The initial choice of therapy for patients with chronic myeloid leukemia (CML) is probably not important, because differences in efficacy are not dramatic. What matters is that response is assessed early, and that side effects are managed swiftly, said David Marin, MD, Hammersmith Hospital, Imperial College London, United Kingdom.
“The current data do not justify paying a premium price for any of the tyrosine kinase inhibitors” (TKIs), Dr Martin stressed. An inadequate response or the emergence of side effects should prompt a change to an alternate TKI.
Furthermore, long-term follow-up suggests that a small proportion of patients with CML are candidates for treatment discontinuation without the disease recurring.
Imatinib (Gleevec) has more than 12 years of experience behind it as first-line therapy for CML, and its side-effect profile is therefore well known, said Dr Marin. The achievement of a complete cytogenetic response (CCyR) is the major objective of therapy. Approximately 70% of patients who receive imatinib as first-line therapy achieve a CCyR by 12 months, and 80% do so by 5 years.

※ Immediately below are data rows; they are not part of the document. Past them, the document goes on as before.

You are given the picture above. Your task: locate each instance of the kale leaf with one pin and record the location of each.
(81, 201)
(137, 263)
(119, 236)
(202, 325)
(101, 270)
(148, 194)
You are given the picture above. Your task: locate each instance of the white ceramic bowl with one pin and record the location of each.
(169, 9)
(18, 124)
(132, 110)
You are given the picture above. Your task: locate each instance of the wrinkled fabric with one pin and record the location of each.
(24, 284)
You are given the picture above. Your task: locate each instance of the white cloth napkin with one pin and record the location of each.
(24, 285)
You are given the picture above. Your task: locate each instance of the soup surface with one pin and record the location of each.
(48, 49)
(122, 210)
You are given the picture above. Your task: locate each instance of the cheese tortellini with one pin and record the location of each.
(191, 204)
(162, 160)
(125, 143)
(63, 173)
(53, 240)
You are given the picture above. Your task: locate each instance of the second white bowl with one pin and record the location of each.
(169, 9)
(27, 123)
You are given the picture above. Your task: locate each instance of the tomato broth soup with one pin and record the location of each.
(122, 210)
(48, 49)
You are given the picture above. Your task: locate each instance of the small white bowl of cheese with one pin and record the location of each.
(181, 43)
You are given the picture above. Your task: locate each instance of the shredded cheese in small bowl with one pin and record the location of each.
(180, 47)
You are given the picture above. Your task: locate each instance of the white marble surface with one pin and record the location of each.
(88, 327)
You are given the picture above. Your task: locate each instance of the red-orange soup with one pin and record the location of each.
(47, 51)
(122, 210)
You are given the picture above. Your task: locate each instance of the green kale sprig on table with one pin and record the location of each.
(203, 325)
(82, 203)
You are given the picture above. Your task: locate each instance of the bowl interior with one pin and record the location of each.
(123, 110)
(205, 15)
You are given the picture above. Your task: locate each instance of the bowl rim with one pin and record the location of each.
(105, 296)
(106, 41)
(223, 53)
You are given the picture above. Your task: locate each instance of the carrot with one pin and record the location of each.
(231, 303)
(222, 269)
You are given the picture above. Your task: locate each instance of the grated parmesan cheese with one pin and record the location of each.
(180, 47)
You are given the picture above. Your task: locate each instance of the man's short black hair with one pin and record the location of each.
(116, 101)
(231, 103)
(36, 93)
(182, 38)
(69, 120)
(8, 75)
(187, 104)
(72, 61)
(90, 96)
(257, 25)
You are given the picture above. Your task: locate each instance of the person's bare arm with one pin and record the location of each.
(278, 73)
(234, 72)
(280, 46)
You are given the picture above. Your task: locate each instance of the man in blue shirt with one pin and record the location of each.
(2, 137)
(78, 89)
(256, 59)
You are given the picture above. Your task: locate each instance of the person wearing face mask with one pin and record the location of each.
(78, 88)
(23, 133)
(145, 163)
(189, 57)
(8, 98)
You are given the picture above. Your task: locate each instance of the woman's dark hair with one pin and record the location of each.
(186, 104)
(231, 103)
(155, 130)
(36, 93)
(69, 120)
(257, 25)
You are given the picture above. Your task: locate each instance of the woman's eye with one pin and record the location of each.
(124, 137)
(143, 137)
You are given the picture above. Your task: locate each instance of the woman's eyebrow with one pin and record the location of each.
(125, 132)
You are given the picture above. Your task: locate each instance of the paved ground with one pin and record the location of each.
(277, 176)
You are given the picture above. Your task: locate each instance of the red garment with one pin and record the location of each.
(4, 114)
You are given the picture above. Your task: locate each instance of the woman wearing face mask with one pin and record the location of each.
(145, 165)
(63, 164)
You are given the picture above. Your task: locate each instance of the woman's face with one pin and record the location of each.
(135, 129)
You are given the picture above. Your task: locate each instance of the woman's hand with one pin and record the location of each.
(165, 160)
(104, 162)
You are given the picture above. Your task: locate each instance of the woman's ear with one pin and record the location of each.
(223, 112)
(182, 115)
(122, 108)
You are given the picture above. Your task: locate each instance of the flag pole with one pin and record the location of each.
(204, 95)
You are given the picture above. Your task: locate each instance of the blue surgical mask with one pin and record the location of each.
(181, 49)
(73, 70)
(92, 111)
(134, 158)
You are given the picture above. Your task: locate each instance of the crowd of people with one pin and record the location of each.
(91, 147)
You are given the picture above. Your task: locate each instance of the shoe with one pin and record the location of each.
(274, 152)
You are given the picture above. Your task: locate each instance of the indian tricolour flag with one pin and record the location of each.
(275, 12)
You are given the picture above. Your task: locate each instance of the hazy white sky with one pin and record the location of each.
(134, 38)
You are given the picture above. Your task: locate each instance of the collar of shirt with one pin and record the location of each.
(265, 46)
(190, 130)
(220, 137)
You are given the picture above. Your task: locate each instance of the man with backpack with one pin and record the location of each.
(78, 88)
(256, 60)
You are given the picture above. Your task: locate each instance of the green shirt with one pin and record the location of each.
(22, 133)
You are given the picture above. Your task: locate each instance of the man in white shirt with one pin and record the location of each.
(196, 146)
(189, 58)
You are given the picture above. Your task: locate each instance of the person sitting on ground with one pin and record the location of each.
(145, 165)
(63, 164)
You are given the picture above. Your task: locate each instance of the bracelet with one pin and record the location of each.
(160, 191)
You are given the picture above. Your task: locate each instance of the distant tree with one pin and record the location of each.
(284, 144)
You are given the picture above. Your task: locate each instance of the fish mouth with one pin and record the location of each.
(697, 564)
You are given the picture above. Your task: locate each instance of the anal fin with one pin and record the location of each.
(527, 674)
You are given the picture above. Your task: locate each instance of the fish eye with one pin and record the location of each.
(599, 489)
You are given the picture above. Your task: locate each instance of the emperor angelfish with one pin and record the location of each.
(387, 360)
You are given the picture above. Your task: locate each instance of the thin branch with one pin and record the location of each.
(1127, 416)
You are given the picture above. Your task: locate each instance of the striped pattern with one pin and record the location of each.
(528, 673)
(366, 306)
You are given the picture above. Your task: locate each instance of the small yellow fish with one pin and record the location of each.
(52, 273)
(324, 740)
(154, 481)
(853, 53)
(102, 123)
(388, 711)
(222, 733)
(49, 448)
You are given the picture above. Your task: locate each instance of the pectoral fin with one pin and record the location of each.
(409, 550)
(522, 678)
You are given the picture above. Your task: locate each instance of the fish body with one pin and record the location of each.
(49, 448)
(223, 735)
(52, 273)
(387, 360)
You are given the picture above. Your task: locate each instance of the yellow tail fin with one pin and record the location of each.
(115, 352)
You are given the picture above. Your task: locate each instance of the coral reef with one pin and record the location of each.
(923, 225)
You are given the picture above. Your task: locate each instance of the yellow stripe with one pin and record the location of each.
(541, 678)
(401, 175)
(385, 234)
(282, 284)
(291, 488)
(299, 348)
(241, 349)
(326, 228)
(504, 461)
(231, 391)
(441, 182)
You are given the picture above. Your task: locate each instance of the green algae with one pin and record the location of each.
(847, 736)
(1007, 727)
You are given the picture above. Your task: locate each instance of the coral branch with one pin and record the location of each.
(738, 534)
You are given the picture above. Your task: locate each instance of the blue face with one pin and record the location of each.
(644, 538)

The proportion of patients who achieve a CCyR at 1 year is higher with nilotinib (Tasigna) or dasatinib (Sprycel), but by 2 years, the rate of treatment failure is similar between these 3 drugs, making the initial choice of therapy in the chronic phase (CP) less dependent on efficacy than on price, Dr Marin pointed out.
Although the rate of molecular response is greater with nilotinib and dasatinib compared with imatinib, there is no proof that achieving a molecular response or complete molecular response (CMR) in patients who already achieved CCyR has any added benefit on overall survival or progression to advanced disease, he said.
Assessing Response Early Is Key
Regardless of the choice as first-line therapy, assessing the response early and acting on this assessment is of utmost importance, Dr Marin emphasized. Perhaps the main advantage to using nilotinib or dasatinib as initial therapy is that they may prove to reduce the number of patients who progress early after diagnosis. Monitoring for side effects and changing the medication when necessary does not seem to diminish efficacy in responding patients.
Among the minority of patients who present with advanced disease, Dr Marin prefers dasatinib, although the use of TKIs in this setting should be in conjunction with a more complex strategy that includes conventional chemotherapy and allogeneic stem-cell transplantation, if possible.
Is a Cure Possible?
“Attempting a cure in CML may be possible, as long as a very low level of residual disease is achieved and sustained,” said François-Xavier Mahon, MD, Laboratoire d’Hématologie, Centre Hospitalier Universitaire de Bordeaux, France. Achieving a CMR for at least 2 years appears to be a key criterion in predicting the success of discontinuation.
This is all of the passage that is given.